Tuesday, October 12, 2010

Sublimity and Anonymity

As well as five of the Young Palestinian Artists covered earlier in this blog, Al Hoash also showed another video work by Taysir Batniji and photography by Martin Leiboda.

Taysir Batniji video Transit presents a silent slideshow of photographic images made clandestinely at border crossings between Egypt and Gaza in 2003-2004. The photographs of people waiting are alternated with black screens used as metaphors for emptiness, the passing of time, restricted mobility and discontinuity. The video addresses notions of borders, travel and displacement as well as the situation of being between two cultures and identities.


Martin Leiboda's artistic interest has taken him to Afghanistan, India, the UAE, Africa and Palestine, which he has visited several times. His photographic series are neither reportage nor conceptional documentary, but are often directed at situations that in themselves seem indecipherable.
They are visible to the naked eye and yet elude or resist a deeper meaning. I believe that my images, arranged next to each other, have an accumulative effect and thus reveal their own grammar necessary to be legible. The image of the coffee shop in Ramallah is one such word in a long sentence that conveys my experience of this city. (Text from Jerusalem Show Catalogue)

As well as exhibiting at Al Hoash, Martin Leiboda also contributed to Youmna Chlala and Jeanno Gaussi’s Home Sweet Home project. The photographs in their book of the undisturbed interior of the Jerusalem apartment in which their project was activated, were taken by Leiboda.

There were also two artists in the show this year that chose to remain anonymous rather than risk being associated with an exhibition in “Israel”. The work of one of these was a video called Direct Negotiations (2007), which was projected onto the wall opposite Anadiel Gallery. This ironic work showed a cat seemingly trapped behind glass scratching futilely against the surface, stopping to rest and then repeating the futile scratching again.
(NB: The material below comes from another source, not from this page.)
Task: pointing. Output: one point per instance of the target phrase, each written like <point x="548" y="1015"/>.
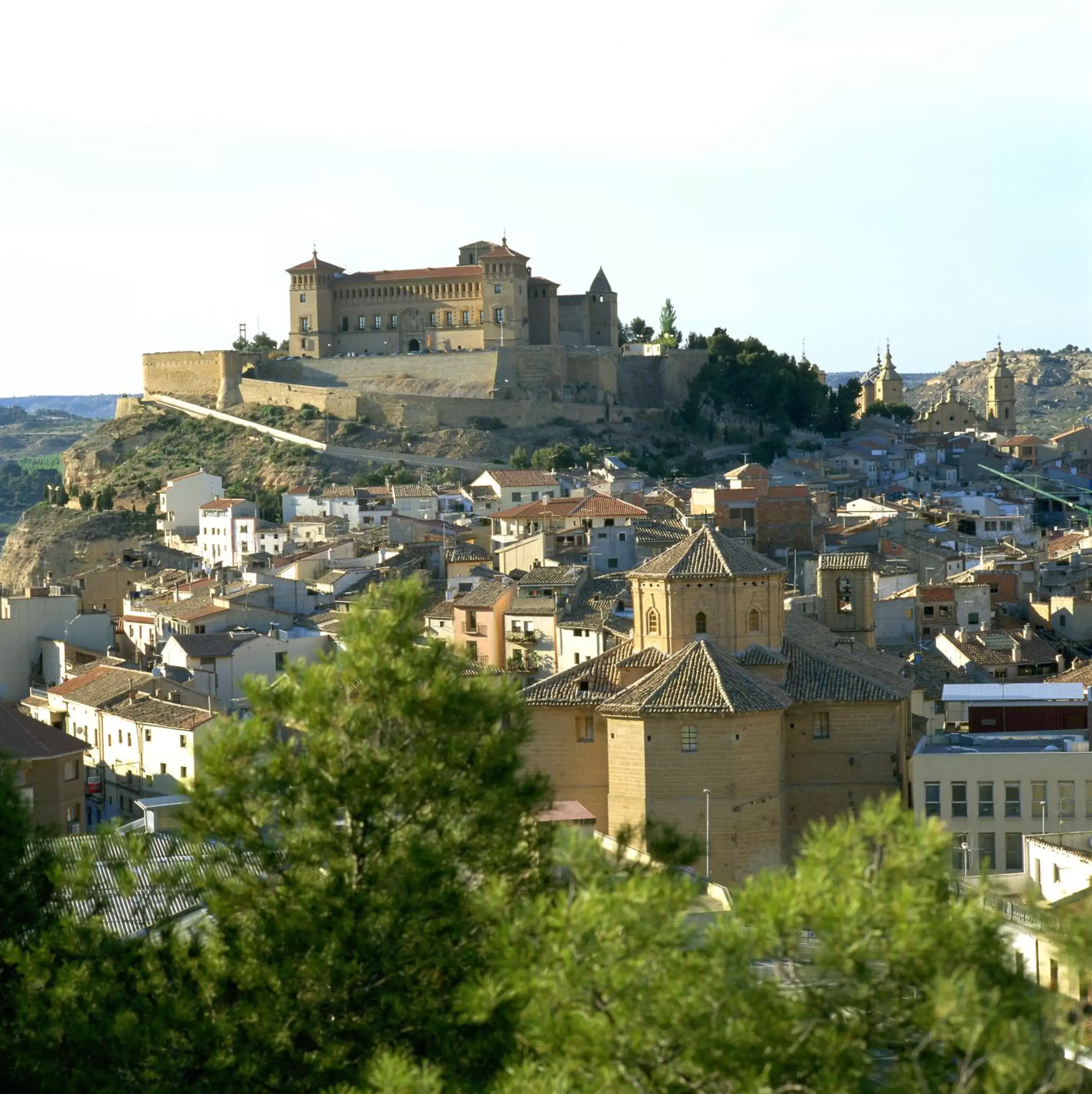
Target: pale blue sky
<point x="836" y="172"/>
The other anonymous artist was showing at Al Ma’mal itself and was allegedly part of a collaborative curatorial intervention by curator and writer F. Zahir Mibineh who invited Anonymous to present a recent video work. The video is allegedly a four-hour long, low-resolution documentation of the artist masturbating to something only he can see on his laptop while also intermittently appearing to nasally ingest a white powder. This video piece was an instrument to examine issues related to obsession, emptiness, stamina, insatiability, unfulfilled desire and the overwhelmed gaze, with a critical text accompanying the piece that attempted to shed light on these themes.

However, the video never arrived, the artist never arrived, the curator never arrived. In its place were the text, transcripts, biographies and summaries with a blank projection onto the gallery wall and re-titled Staring at the Sea. The video had been confiscated and the anonymous artist (briefly) arrested and accused of trafficking in illicit material. Allegedly.